Assisted Living vs. Skilled Nursing
While aging has its benefits, such as grandchildren and more time for hobbies, it also brings challenges. They include reduced mobility and the increased risk of needing medical care. The Administration for Community Living estimates 70% of adults aged 65 today will need some form of long-term care service in the future. The problem seniors and their families sometimes encounter is choosing the type of care needed. For example, assisted living and skilled nursing share some common features, but the former is primarily a nonmedical service and the latter medical. However, both care for seniors struggling to cope with activities of daily living (ADL), such as getting in and out of bed and bathing.
If you or your loved one is finding it increasingly difficult to perform ADLs, you may need support. However, you may be wondering if you should consider entering an assisted living facility or if you require skilled nursing services in a medical institution, such as a hospital or nursing home. Depending on your state, assisted living providers may be able to offer limited medical services, such as speech and physical therapies, and in most cases, your care plan will be developed by a registered nurse. However, if you’re in need of more care, such as treating wounds or administering medications intravenously, skilled nursing is probably what you need. Your physician will be able to advise you.
This guide considers what types of care assisted living and skilled nursing offer.
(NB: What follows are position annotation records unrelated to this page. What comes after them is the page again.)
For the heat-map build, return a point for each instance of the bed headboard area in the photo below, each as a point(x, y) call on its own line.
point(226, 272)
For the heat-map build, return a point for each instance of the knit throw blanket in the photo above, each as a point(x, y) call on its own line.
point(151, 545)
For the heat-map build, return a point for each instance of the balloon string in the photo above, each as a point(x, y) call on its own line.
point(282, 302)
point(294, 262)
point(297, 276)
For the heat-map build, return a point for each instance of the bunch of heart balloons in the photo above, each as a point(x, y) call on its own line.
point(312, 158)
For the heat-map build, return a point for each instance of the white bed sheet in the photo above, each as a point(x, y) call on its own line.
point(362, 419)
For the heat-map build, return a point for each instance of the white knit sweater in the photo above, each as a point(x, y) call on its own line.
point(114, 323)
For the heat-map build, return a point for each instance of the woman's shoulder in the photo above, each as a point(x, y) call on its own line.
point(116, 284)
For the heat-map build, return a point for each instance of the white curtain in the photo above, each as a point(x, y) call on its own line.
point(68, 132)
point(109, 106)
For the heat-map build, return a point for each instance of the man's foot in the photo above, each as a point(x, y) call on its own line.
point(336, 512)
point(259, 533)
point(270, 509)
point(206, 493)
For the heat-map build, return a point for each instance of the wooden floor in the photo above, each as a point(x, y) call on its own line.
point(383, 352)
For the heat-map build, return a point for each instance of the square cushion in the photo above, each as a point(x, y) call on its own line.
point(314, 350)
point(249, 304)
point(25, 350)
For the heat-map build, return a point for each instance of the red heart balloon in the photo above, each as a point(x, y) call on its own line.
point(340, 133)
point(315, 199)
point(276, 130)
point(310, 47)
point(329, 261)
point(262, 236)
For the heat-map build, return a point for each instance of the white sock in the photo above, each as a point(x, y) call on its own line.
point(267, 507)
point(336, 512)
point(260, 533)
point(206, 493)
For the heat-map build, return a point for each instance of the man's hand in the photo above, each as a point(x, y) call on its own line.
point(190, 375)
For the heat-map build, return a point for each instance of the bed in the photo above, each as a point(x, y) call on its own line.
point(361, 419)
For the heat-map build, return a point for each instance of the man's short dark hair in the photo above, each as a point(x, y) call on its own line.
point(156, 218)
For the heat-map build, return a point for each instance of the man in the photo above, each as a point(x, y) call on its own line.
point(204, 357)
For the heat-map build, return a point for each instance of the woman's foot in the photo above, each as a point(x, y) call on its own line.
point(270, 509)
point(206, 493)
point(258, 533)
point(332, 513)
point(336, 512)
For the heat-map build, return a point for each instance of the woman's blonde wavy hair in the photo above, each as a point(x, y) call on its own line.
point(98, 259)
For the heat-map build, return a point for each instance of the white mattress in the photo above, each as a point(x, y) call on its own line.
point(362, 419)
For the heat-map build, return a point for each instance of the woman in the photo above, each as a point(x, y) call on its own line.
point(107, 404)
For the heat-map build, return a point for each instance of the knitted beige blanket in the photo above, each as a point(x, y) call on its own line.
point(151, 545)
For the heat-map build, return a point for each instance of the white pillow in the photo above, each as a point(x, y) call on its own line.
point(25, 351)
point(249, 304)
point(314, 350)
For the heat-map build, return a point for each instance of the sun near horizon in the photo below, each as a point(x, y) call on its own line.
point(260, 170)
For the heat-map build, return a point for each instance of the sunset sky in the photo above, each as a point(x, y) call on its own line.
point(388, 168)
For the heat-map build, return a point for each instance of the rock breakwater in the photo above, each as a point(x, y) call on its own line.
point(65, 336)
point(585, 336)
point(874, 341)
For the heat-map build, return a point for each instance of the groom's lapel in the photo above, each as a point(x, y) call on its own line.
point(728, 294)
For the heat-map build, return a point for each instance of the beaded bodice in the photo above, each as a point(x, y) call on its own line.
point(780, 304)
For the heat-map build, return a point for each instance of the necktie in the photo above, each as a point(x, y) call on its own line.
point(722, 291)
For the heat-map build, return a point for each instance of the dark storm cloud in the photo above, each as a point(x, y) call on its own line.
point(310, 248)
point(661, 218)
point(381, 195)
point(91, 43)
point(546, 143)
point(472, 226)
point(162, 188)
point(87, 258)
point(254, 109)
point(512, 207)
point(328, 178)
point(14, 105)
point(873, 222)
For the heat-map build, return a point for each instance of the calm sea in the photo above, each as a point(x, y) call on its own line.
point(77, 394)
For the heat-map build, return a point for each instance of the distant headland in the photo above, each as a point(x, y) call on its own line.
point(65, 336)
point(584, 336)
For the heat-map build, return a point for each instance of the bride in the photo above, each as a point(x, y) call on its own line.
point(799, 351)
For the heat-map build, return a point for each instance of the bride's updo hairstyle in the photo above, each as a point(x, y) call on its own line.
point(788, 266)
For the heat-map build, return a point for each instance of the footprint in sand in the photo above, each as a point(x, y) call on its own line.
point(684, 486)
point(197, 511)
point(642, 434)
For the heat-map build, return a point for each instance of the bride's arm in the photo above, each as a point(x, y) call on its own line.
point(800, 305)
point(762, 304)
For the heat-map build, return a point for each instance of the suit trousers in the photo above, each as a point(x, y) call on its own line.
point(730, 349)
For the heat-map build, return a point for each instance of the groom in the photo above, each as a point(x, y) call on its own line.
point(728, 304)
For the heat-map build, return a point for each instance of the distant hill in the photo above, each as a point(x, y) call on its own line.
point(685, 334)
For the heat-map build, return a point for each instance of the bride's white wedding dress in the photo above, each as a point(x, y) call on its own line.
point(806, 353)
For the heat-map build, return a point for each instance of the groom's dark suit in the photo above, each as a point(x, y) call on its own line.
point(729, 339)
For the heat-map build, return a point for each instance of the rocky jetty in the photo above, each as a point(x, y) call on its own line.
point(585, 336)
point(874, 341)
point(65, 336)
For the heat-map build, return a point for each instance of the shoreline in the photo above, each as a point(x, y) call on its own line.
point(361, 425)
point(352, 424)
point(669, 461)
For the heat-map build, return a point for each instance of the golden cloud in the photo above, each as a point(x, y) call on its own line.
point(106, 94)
It also touches on potential costs and which option is most suitable for seniors in need of varying levels of care.
Social and medical
Private and shared rooms, studios, and one- or two-bedroom apartments
Private or semi-private rooms, at home
Housekeeping and linen services typically included, laundry services sometimes cost extra
Housekeeping, linen and laundry services provided on-site or by staff visiting the senior's home
Typical Care Provided
Help with ADLs, medication management and medical appointment transportation
Help with daily living functions, managing medications, occupational/physical/speech therapies, wound care, etc.
Average Monthly Cost
$7,908 for a semi-private room, $9,034 for a private room*
Seniors struggling with ADLs
Seniors with medical issues and those rehabilitating after hospitalization or struggling with ADLs
*Source: Genworth’s 2021 Cost of Care Survey
Assisted living facilities are staffed 24/7 by licensed nurses trained to deliver nonmedical care to seniors who need help with ADLs. Some facilities have visiting registered nurses who conduct regular wellness checks, and there may also be visiting therapists to support residents with mobility and speech issues.
It’s common for residents to furnish their rooms with items from their own homes and many facilities also allow small pets. Meals are usually chef-prepared and served restaurant-style in dining rooms. There are often many indoor and outdoor amenities, such as fitness rooms, libraries, beauty salons/barbershops and walking paths surrounding facilities. Fees can vary wildly from city to city, but the average monthly cost in the United States is $4,500.
Skilled nursing isn’t simply nursing home care because it also covers short-term high-level medical care in a hospital and in the senior’s home. The common denominator with all three environments is the senior receives direct 24/7 care from medical professionals, such as registered nurses, licensed therapists and physicians.
In a hospital/nursing home, seniors reside in a private or semiprivate room, get three freshly-prepared meals daily and cleaning and laundry duties will be undertaken by others. At home, a housekeeper will visit to do light cleaning and make meals. There isn’t a figure for hospital and home costs, but the average monthly cost for a semi-private room in a nursing home is $7,908. A private room is $9,034.
Frequently Asked Questions
What are the most common ways to pay for assisted living?
Private pay, where the senior uses their own funds, is the most common way to pay for assisted living. This can be their savings, Social Security benefits and pension payments. It’s also not unusual for seniors to take out reverse mortgages or annuities to cover their monthly care costs.
Will Medicare pay for assisted living?
In short — no. This is because Medicare’s purpose is to cover some medical costs for eligible seniors who don’t have medical insurance (or inadequate insurance). Assisted living facilities typically provide nonmedical care, although, if a specific facility offers some types of medical care, such as occupational therapy, Medicare may be able to cover the costs in the short term.
What is the Program of All-Inclusive Care for the Elderly (PACE) and does it pay for assisted living?
PACE is a program only available in certain states and specific zip codes within those states. It combines the benefits of Medicare and Medicaid for adults aged 55+ who qualify, enabling the PACE provider to manage all aspects of their medical and nonmedical care. Although it can cover care services in an assisted living facility, it can’t pay room and board costs.
Can you stay in a skilled nursing facility paid by Medicaid if you only need help with ADLs?
No. Medicaid’s purpose is to pay for medical care services for people on low incomes. Although it can also pay for the senior’s ADL care services, the person’s primary reason for being in the facility is because they have a qualifying medical condition.
Will Medicare or Medicaid pay for skilled nursing services?
Medicare Part A can cover up to 100 days of skilled nursing services in any benefit period where the senior has a three-day qualifying hospital stay. Benefit periods are defined as the times spent receiving skilled nursing care separated by 60-day intervals where no care is delivered. Medicare won’t pay for long-term skilled nursing services, but Medicaid can pay up to 100% for qualifying seniors.